DOI: 10.1093/nop/npad063
Abstrakt: Background: Differentiating post-radiation MRI changes from progressive disease (PD) in glioblastoma (GBM) patients represents a major challenge. The clinical problem is two-sided; avoid termination of effective therapy in case of pseudoprogression (PsP) and continuation of ineffective therapy in case of PD. We retrospectively assessed the incidence, management, and prognostic impact of PsP and analyzed factors associated with PsP in a GBM patient cohort.
Methods: Consecutive GBM patients diagnosed in the South-Eastern Norway Health Region from 2015 to 2018 who had received RT and follow-up MRI were included. Tumor, patient, and treatment characteristics were analyzed in relationship to re-evaluated MRI examinations at 3 and 6 months post-radiation using Response Assessment in Neuro-Oncology criteria.
Results: A total of 284 patients were included in the study. PsP incidence 3 and 6 months post-radiation was 19.4% and 7.0%, respectively. In adjusted analyses, methylated O 6 - methylguanine-DNA methyltransferase ( MGMT ) promoter and the absence of neurological deterioration were associated with PsP at both 3 ( p < .001 and p = .029, respectively) and 6 months ( p = .045 and p = .034, respectively) post-radiation. For patients retrospectively assessed as PD 3 months post-radiation, there was no survival benefit of treatment change ( p = .838).
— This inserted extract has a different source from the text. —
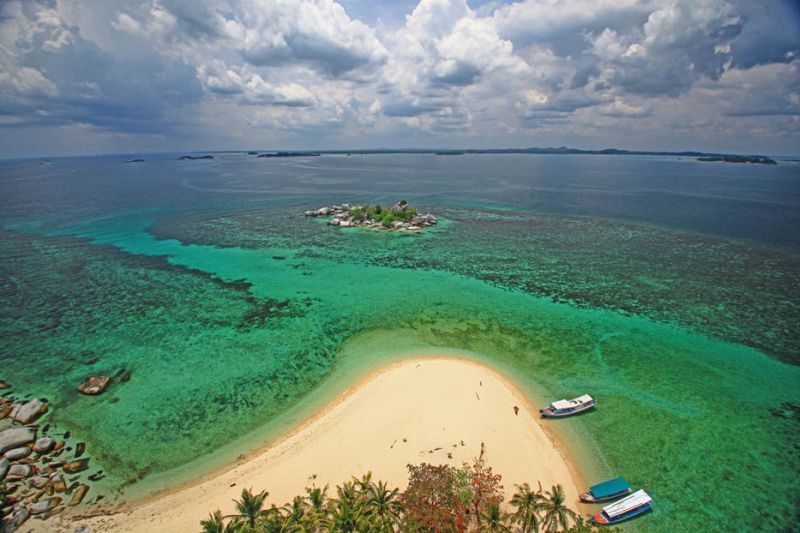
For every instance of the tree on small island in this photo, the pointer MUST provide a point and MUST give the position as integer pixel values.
(401, 215)
(439, 498)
Conclusions: PsP incidence was similar to previous reports. In addition to the previously described correlation of methylated MGMT promoter with PsP, we also found that absence of neurological deterioration significantly correlated with PsP. Continuation of temozolomide courses did not seem to compromise survival for patients with PD at 3 months post-radiation; therefore, we recommend continuing adjuvant temozolomide courses in case of inconclusive MRI findings.
Competing Interests: None declared.
(© The Author(s) 2023. Published by Oxford University Press on behalf of the Society for Neuro-Oncology and the European Association of Neuro-Oncology.)